The default example, when you access the website for the first time, converts (at the time of this publication) the C++ code below,
// Type your code here, or load an example.
int square(int num) {
return num * num;
}
into the following x86-64 assembly code, as compiled by GCC 15.1:
square(int):
push rbp
mov rbp, rsp
mov DWORD PTR [rbp-4], edi
mov eax, DWORD PTR [rbp-4]
imul eax, eax
pop rbp
ret
(As you can imagine, the line imul eax, eax is the one performing the actual squaring of a number; the rest is just bookkeeping and ABI compliance.)
Not only that, but this gem of an open source project highlights the equivalent instructions between the C++ code and the resulting assembly using the same colors. The fun begins when you change the target CPU architecture (ARM, RISC-V, POWER, SPARC, MIPS, etc.) or the word length (32 or 64 bits), and you realize the diversity therein… even though all of those assembly snippets, from the point of view of the user, essentially do the same thing.
For example, the same C++ code, using the same GCC 15.1 compiler, produces the following ARM64 assembly:
square(int):
sub sp, sp, #16
str w0, [sp, 12]
ldr w0, [sp, 12]
mul w0, w0, w0
add sp, sp, 16
ret
(Again, the line mul w0, w0, w0 needs no explanation.)
Compiler Explorer is a humbling and refreshing look at the compiler, the ultimate developer tool, the one that has singlehandedly defined developer experience during the past 73 years. The one that provided a very welcome layer of translation between humans and machines, allowing people to represent algorithms and data structures with a language akin to English or mathematics, all while enabling the porting of software across platforms as a bonus.
After overcoming the initial skepticism (“I can generate much better machine code that this thing!” dixit operators in front of an IBM 1401), compilers have grown in sophistication. They have evolved from the single-pass BASIC compiler of Dartmouth in 1964 and the typeless, simple BCPL compiler of 1967, to the powerful LLVM infrastructure enabling a strongly-typed language like Rust.
It seems to me that we have reached a summit in compiler extravaganza. The four wonders of the compilation world, are all open-source, free as in beer as free as in freedom, and each has enabled successive revolutions of its own: GCC, LLVM, V8, and GraalVM.

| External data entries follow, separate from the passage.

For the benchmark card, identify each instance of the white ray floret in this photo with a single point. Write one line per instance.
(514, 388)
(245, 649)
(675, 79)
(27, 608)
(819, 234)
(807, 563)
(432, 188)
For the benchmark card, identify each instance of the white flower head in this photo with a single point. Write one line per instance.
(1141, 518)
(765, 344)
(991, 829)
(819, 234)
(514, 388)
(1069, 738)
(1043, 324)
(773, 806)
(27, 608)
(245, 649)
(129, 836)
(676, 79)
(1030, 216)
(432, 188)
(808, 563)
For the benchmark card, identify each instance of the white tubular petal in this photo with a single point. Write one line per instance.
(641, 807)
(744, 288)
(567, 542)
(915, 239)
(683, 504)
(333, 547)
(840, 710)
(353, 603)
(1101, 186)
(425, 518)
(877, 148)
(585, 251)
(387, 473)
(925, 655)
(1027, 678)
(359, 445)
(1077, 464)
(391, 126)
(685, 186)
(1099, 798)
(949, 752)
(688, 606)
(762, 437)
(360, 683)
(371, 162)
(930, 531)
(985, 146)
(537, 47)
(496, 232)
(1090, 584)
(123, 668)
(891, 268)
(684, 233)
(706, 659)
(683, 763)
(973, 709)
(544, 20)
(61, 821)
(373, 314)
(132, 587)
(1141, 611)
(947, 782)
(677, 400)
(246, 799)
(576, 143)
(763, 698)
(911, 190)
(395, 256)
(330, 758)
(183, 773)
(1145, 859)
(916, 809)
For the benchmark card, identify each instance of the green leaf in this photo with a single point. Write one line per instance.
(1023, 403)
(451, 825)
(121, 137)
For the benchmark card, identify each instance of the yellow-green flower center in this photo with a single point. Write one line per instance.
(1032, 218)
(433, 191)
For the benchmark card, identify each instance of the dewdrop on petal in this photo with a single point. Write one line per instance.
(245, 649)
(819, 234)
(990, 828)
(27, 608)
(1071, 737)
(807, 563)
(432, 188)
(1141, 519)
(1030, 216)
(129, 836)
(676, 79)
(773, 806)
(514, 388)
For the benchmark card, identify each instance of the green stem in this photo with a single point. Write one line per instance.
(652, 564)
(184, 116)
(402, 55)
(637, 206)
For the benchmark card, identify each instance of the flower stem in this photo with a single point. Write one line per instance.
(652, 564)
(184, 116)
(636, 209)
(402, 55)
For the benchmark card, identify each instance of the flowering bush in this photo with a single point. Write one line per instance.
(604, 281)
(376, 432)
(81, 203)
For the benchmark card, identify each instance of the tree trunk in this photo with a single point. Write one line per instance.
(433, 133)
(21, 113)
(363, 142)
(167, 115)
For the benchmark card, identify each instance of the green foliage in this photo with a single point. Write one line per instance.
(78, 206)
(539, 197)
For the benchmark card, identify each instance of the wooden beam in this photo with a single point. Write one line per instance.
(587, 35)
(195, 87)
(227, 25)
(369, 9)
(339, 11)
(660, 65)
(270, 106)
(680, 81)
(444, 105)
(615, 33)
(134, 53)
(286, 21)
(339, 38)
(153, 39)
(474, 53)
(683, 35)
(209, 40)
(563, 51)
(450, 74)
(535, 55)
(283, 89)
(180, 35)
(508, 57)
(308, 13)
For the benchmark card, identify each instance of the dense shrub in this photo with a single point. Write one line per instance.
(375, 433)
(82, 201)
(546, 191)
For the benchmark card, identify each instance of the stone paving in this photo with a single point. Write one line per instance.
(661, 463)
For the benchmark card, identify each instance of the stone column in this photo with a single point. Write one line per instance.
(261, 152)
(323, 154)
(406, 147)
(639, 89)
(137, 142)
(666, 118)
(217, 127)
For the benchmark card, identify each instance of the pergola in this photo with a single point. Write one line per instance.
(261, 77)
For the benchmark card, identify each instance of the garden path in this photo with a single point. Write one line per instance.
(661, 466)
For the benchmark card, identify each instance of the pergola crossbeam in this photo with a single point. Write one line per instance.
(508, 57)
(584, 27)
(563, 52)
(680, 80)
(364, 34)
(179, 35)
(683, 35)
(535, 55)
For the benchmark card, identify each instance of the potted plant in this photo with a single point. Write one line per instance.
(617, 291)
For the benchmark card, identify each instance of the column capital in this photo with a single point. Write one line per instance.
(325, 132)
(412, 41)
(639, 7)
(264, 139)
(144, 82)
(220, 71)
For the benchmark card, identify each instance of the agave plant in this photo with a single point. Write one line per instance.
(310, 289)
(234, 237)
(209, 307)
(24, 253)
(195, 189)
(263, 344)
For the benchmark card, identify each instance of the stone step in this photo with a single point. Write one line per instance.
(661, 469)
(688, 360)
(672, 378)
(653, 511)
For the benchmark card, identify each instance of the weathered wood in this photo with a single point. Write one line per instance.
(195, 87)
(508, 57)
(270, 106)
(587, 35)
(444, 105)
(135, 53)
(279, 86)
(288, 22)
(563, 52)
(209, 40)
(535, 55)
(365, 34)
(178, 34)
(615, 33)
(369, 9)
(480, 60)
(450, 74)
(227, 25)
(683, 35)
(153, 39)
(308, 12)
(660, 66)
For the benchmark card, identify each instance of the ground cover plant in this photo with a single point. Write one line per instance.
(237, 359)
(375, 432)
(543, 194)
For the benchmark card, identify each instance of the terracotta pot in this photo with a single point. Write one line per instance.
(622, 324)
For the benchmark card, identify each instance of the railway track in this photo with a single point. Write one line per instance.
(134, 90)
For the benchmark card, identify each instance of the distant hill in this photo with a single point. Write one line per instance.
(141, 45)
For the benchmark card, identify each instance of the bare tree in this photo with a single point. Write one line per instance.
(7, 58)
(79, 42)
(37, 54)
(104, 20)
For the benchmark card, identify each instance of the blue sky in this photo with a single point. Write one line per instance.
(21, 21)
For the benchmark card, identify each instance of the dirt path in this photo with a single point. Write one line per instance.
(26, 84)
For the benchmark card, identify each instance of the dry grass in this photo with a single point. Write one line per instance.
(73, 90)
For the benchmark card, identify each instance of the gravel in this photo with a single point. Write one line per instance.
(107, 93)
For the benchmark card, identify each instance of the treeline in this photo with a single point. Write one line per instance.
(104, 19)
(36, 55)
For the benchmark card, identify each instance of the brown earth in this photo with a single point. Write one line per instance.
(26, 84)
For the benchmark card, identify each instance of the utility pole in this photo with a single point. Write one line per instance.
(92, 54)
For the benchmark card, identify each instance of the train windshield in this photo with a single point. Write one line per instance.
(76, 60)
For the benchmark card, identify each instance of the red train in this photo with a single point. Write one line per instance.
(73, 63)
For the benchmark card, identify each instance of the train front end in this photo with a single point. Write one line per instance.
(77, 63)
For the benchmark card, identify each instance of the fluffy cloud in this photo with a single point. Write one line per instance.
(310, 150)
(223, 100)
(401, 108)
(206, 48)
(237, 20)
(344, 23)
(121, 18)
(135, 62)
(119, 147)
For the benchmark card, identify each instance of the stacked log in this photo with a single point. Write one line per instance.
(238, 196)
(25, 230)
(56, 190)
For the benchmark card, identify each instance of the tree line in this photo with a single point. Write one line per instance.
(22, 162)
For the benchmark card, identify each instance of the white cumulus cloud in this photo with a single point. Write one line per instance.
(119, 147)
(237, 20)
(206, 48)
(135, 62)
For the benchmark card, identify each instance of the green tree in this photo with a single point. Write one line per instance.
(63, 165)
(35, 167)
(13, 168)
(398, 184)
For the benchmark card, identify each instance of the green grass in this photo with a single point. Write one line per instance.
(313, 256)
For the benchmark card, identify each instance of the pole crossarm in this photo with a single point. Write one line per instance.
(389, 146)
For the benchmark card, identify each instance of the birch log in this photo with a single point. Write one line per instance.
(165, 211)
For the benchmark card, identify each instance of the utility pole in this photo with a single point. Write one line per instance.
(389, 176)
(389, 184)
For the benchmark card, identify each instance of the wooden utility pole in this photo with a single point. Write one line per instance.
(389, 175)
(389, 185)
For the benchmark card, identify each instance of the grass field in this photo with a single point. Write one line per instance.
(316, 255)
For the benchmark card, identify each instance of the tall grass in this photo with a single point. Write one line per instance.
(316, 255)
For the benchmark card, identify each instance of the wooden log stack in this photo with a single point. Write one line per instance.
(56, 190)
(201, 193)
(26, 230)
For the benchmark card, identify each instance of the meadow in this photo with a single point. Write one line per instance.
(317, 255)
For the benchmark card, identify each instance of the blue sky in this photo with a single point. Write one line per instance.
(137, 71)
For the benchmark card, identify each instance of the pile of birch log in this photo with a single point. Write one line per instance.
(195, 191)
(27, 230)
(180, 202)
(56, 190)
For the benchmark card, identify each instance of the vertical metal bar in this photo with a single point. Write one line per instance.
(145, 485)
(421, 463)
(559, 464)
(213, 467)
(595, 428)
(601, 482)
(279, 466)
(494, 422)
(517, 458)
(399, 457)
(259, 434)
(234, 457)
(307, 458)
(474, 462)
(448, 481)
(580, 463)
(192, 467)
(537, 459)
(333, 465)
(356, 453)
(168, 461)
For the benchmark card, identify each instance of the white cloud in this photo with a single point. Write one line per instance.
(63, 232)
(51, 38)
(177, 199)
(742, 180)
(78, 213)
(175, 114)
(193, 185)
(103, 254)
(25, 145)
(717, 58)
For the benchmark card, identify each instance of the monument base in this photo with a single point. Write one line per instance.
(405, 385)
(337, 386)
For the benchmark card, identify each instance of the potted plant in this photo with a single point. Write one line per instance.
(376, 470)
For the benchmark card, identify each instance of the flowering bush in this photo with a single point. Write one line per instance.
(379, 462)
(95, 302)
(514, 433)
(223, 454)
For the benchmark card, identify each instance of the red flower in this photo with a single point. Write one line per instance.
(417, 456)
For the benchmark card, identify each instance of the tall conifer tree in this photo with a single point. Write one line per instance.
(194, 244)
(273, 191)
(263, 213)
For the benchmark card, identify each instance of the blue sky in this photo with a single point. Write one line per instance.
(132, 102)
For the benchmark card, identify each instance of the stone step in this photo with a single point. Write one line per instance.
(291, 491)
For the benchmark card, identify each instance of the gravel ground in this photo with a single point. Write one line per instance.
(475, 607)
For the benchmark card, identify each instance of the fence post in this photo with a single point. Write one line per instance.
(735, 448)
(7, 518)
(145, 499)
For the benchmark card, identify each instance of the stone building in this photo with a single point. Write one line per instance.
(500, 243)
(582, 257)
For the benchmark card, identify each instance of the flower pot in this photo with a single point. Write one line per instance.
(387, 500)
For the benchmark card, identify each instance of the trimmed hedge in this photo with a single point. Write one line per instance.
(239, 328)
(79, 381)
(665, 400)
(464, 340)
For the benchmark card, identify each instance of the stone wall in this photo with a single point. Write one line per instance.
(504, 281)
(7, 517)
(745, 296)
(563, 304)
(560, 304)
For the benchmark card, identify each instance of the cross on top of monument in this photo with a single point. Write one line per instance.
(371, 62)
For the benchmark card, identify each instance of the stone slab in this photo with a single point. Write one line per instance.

In particular, I have often considered LLVM (kids: that is not the same as “LLM”, keep on reading to learn more) as the biggest breakthrough in software technology of the past few decades. Just to give everyone an idea, this is the compiler framework that begat Clang, Rust, Emscripten, Zig, and Swift. It is hard to overstate the importance of the work that Chris Lattner has given the world for free.
But we are in 2025, so for the purposes of this article I literally asked ChatGPT the same question (that is, to translate the snippet of C++ code above into the flavors of assembly chosen previously), and it did not disappoint, bookkeeping and ABI compliance notwithstanding.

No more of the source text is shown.